As Washington’s creative economy thrives, four D.C.-area natives want newcomers to know that the city was cool before #madeindc was a slogan branded on t-shirts and coffee mugs.

For decades, people have been putting down roots in the District, and the fruits of their labor are bringing more folks to the table. “We want to champion and document the creativity, attention to detail and hustle mindsets of D.C.’s entrepreneurs of color,” Matt Ashton, told the AFRO.

A still from the ‘Set Up Shop’ documentary featuring Doyle Song, owner of Ward9 in Silver Spring, Maryland. (Courtesy photo)

Ashton is one of four co-founders of Black-owned creative media company Fairground Times. “The depiction of millennials tends to vary in today’s media, but one thing others cannot doubt is our ability to create and innovate,” said Ashton. “Now is the time to tell these stories because we are best-equipped to tell them.”

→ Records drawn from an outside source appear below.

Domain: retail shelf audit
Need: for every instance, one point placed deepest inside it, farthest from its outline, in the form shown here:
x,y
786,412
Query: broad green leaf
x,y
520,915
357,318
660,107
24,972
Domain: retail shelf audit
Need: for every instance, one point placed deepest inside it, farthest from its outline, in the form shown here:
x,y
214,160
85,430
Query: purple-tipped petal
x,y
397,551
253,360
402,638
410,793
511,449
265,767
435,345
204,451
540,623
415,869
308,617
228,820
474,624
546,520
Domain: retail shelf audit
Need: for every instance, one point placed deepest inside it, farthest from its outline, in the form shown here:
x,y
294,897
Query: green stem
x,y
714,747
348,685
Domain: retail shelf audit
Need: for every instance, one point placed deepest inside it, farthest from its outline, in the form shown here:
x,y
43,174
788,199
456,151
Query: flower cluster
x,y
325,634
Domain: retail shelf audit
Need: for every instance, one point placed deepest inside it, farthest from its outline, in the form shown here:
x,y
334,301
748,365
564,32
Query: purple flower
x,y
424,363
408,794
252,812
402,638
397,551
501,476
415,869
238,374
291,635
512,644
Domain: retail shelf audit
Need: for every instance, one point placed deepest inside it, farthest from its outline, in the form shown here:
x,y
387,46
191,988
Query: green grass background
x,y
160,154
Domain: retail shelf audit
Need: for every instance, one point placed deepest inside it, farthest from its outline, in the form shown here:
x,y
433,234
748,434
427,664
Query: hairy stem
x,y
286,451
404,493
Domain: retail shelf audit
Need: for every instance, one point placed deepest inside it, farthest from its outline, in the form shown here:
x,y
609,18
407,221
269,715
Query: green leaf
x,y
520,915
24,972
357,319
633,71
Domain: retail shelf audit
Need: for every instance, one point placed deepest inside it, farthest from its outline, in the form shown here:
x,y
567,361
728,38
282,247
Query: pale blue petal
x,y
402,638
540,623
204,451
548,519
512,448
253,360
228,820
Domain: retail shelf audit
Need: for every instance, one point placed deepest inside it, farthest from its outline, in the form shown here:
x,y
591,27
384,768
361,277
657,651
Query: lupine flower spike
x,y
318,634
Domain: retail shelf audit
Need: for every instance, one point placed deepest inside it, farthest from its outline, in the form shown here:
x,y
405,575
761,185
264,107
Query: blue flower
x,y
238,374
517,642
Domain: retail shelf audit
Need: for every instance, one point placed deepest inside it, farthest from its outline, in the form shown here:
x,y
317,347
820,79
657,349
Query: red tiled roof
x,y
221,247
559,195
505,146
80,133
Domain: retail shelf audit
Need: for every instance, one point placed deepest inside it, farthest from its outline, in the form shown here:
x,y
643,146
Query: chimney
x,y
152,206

Fairground’s latest project is called Set-Up Shop, which Ashton directed. Streaming on YouTube, it features creative entrepreneurs who grew up in the D.C. area and remain, as well as others who are making their mark in other major cities like New York, Atlanta, and LA.

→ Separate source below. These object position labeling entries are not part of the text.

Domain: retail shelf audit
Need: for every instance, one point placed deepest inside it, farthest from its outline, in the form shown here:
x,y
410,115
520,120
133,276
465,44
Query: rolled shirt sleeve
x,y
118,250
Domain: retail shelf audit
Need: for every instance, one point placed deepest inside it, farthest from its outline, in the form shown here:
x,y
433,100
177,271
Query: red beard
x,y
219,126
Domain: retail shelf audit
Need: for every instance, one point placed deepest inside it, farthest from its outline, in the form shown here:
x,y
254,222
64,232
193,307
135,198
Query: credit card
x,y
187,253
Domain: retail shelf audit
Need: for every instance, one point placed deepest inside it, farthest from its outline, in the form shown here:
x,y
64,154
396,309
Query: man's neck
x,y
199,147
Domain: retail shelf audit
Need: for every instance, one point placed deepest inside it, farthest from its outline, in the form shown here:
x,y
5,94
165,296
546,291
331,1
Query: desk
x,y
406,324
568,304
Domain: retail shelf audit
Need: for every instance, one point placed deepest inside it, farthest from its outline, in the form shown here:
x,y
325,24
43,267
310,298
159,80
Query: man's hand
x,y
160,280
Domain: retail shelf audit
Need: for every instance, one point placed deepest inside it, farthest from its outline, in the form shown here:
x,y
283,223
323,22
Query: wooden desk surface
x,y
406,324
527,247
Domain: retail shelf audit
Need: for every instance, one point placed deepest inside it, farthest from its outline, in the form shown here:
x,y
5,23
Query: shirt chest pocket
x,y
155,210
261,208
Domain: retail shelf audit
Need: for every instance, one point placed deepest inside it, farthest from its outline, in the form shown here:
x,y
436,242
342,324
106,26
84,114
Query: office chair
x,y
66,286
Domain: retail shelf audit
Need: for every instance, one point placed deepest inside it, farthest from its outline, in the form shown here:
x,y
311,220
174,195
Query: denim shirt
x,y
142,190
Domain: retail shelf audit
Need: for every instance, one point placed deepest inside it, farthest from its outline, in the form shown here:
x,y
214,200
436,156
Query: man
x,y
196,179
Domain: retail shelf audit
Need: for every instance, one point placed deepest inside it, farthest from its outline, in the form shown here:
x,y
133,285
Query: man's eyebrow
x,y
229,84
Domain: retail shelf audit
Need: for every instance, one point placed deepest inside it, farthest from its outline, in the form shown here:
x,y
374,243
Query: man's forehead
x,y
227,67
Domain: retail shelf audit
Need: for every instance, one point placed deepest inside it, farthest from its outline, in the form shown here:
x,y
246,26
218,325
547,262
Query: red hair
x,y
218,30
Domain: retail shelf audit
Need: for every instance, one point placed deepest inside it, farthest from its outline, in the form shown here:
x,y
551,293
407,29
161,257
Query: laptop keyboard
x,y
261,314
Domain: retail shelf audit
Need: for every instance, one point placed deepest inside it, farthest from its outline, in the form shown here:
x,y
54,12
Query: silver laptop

“This is the first time we can actually get an in-depth look at our city’s history and culture on a modernized level,” said Donte Player, a co-founder and editor on the project. The series is meant to serve as moving storyboard and inspiration for people—from Generation X to Millennials—who are “bucking traditional careers to build independent ventures,” said Geronimo Collins, a co-founder and creative lead.

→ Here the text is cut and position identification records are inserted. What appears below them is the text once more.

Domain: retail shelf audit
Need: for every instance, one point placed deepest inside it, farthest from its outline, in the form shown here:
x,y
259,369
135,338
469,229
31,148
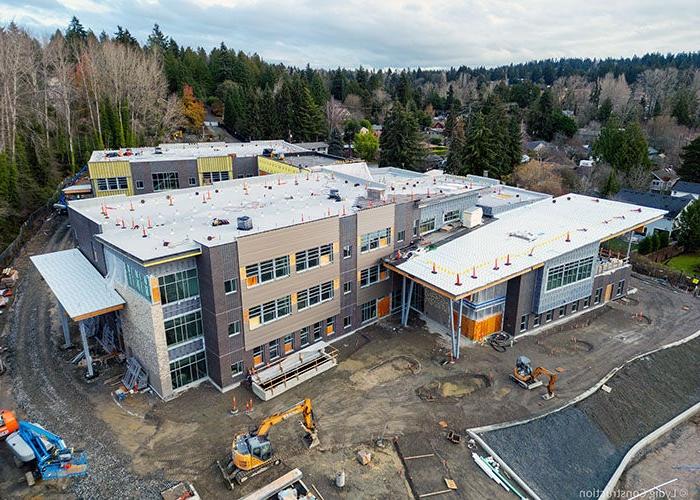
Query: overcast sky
x,y
389,33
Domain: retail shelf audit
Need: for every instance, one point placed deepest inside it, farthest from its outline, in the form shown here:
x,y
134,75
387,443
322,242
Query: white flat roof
x,y
183,151
272,201
541,228
77,285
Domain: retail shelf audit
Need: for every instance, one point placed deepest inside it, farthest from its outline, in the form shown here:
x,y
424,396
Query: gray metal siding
x,y
438,208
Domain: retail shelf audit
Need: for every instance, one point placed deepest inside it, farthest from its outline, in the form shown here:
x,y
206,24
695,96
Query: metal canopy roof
x,y
77,285
521,240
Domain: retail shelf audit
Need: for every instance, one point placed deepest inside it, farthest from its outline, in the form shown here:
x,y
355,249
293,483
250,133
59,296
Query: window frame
x,y
236,324
240,371
230,286
315,295
268,270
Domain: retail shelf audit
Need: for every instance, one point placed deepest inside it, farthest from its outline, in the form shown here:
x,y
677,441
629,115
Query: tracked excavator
x,y
529,378
252,453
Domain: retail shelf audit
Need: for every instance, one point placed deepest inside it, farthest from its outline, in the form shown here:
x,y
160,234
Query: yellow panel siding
x,y
269,166
214,164
107,169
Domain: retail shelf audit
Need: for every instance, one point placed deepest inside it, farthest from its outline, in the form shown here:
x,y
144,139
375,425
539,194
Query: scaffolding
x,y
293,370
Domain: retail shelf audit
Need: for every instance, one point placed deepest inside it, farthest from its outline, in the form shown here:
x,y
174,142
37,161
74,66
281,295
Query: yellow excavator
x,y
252,453
528,378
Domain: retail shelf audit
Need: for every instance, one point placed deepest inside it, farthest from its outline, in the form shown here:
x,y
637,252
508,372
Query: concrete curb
x,y
510,471
590,391
649,438
474,433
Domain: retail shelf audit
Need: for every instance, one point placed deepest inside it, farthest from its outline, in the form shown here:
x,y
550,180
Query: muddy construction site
x,y
392,394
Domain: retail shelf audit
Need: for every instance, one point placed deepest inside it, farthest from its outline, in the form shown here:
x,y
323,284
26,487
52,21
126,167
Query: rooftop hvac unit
x,y
244,223
471,217
334,194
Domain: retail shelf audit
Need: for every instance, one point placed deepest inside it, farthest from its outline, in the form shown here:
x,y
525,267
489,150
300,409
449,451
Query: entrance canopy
x,y
78,286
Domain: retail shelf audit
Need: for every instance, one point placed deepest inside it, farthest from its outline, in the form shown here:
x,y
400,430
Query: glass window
x,y
369,311
236,368
178,286
523,322
451,216
314,257
372,275
314,295
376,239
230,286
234,328
258,357
427,225
267,270
304,336
183,328
187,370
137,280
269,311
572,272
274,349
165,180
288,343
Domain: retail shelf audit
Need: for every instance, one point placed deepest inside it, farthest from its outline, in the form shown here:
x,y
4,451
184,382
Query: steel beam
x,y
459,329
64,325
86,349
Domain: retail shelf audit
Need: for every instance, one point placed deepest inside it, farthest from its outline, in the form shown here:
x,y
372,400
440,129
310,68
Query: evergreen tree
x,y
455,155
157,39
479,152
540,122
366,145
76,33
605,110
400,140
335,143
688,232
690,161
623,147
612,185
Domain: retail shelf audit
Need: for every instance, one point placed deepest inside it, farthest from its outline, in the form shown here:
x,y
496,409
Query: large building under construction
x,y
221,280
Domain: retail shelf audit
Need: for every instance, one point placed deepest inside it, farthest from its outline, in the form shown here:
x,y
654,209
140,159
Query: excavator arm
x,y
552,378
303,407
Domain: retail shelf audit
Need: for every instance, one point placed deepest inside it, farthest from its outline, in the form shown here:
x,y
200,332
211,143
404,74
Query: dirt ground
x,y
389,383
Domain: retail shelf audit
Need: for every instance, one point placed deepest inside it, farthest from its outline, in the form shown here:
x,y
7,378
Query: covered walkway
x,y
81,291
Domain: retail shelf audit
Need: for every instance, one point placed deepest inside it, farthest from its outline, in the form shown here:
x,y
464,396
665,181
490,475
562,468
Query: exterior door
x,y
608,292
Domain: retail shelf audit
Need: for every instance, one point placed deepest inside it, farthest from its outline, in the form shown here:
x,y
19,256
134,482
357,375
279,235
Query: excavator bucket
x,y
311,439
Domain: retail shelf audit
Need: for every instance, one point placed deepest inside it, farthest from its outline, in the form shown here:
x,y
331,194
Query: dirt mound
x,y
572,345
454,386
387,371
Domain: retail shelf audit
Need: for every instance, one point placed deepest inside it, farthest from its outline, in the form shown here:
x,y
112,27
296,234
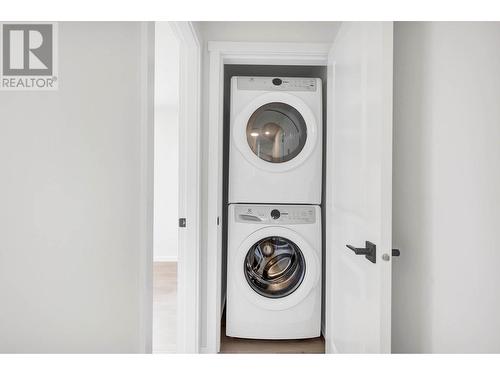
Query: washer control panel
x,y
260,214
276,83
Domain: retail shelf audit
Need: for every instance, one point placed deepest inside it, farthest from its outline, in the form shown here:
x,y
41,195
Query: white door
x,y
359,196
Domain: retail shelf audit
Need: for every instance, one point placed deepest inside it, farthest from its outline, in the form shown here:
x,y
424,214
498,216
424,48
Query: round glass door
x,y
274,267
276,132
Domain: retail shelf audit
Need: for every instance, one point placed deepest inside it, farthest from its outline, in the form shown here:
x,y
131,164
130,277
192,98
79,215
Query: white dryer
x,y
274,272
275,140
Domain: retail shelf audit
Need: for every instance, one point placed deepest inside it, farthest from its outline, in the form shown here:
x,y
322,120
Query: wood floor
x,y
164,307
165,321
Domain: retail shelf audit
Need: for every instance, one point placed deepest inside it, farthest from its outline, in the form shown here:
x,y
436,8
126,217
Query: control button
x,y
275,214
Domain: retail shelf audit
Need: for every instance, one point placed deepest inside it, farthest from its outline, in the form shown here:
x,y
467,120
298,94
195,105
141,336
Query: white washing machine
x,y
275,140
274,272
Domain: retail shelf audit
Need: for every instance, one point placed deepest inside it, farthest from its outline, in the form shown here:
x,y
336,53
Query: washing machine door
x,y
276,132
276,268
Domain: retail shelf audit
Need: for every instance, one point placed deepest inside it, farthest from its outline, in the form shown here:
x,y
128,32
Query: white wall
x,y
313,32
72,258
446,187
166,195
310,32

“Everybody wants to see what they should be doing so that they can muster up the courage to move forward,” added Ryan Gordan, co-founder and videography lead. “Your testimony is one of the most important things you can share with the world.”

“Set Up Shop’s” first episode features Doyle Song, owner of streetwear brand Enemies Forever. An Asian designer, Song has spent years in D.C.’s fashion and retail industry. “I’m really just a person who’s trying to progress our community as a whole where [we] can do things on a national level,” Song said, in the 20-minute film.

“I might not be the guy who gets there but maybe I’ll inspire the kid who wants to be better than me,” he said. Meanwhile, the short film features a bevy of locals who vouch for his design aesthetic and loyalty to his brand.

While the film ends with the opening of Song’s storefront at sneaker and apparel shop WARD9 in Silver Spring, Maryland, the story isn’t all glitz and glamour. And that’s the point.

Many accounts of hometown heroes aren’t laced with setbacks. “We don’t see enough of the unsexy parts that go into making a name for oneself,” said Collins. “We’ll hear it rhetorically after someone has made it and even then, it’s another redundant cliché.” These perceptions leave many budding entrepreneurs with a false sense of what it takes to blaze a trail, he said, explaining why the documentary’s authentic storytelling is a reward for viewers. “You can do this but you gotta put the good with the bad to even get to great.”

The next episode of “Set Up Shop” will showcase the restaurant industry, with hopes of equipping viewers with “both tangible and intangible takeaways that they could immediately add to their own respective creative arsenals,” said Ashton. “‘Set-Up Shop’ doesn’t seek to just entertain or educate, but also empower.”